General Concepts

In this section, we introduce general concepts that we use in NebulaStream.

Data Sources

Data sources are central for data management processing systems like NebulaStream. In NebulaStream, we distinguish between logical and physical sources.

Logical Source

A collection of physical data sources sharing common properties are represented by logical source in NebulaStream. For example, in a smart city, the collection of streetlamps capable of producing usage data are represented by a logical source. As there could be thousands of physical streetlamps within a city, NebulaStream uses the concept of logical sources to group a collection of data sources together. All data sources within the collection share common physical characteristics and the same schema. As a result, all physical sources mapped to a logical source produce data in the same schema.

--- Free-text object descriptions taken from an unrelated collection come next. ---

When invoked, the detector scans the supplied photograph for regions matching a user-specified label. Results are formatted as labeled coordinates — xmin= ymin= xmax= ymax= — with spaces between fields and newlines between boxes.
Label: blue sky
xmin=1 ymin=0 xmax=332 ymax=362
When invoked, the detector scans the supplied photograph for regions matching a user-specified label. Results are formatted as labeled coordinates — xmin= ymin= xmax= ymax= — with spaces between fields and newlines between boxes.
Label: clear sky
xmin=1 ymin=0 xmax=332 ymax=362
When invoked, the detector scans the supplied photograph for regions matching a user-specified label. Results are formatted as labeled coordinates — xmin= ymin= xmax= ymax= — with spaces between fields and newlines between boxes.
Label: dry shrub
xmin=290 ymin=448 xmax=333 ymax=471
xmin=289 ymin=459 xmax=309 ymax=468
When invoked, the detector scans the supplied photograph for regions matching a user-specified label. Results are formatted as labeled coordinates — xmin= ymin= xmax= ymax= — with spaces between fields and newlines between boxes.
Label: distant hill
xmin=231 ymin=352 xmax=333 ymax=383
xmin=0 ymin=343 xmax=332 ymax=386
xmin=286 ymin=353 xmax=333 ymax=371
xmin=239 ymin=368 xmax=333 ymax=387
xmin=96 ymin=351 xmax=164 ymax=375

Otherwise, a query will fail during its execution.

Physical Source

A physical source represents the data produced by a sensor, e.g., an individual streetlamp, or data that is sent to NebulaStream from an external systems, for instance via MQTT. In the previous example, the logical source streetlamps can contain a physical source streetlamp-1 at some physical location within the city and streetlamp-2 at another. Thus, a logical source combine multiple physical sources.

Currently, NebulaStream handle ingestion from files or via a TCP connection. The format of the data must be ‘CSV’. However, as NebulaStream is designed with extensibility in mind, user can add their own formats.

Topology

The topology represents the interconnection between workers and the coordinator within a NebulaStream cluster as well as their compute capacities. As NebulaStream’s vision is to support cloud-edge infrastructures, the framework allows running workers on geo-distributed locations. If NebulaStream is used with NebuLi, the topology is hard-coded as part of the configuration files. On the other hand, if NebulaStream is used in distributed mode, the coordinator maintains the topology.

Catalogs

The NebulaStream coordinator stores the current state of the system in two different catalogs.

Query Catalog

The query catalog stores information regarding all queries managed by the coordinator. As a query goes through different phases (registered, scheduling, running, stopped, or failed), the catalog stores the current status of the query.

Source Catalog

NebulaStream manages sources in the ‘SourceCatalog’. Users can add logical sources to the source catalog via queries for the distributed mode and as part of the configurations for the NebuLi mode. The physical source definition is part of the submitted query. Users can attach physical sources, i.e., concrete sources like a fully configured TCP source, to logical sources via queries. When a user specifies a logical source name in a query, the query ingests data from all attached physical sources.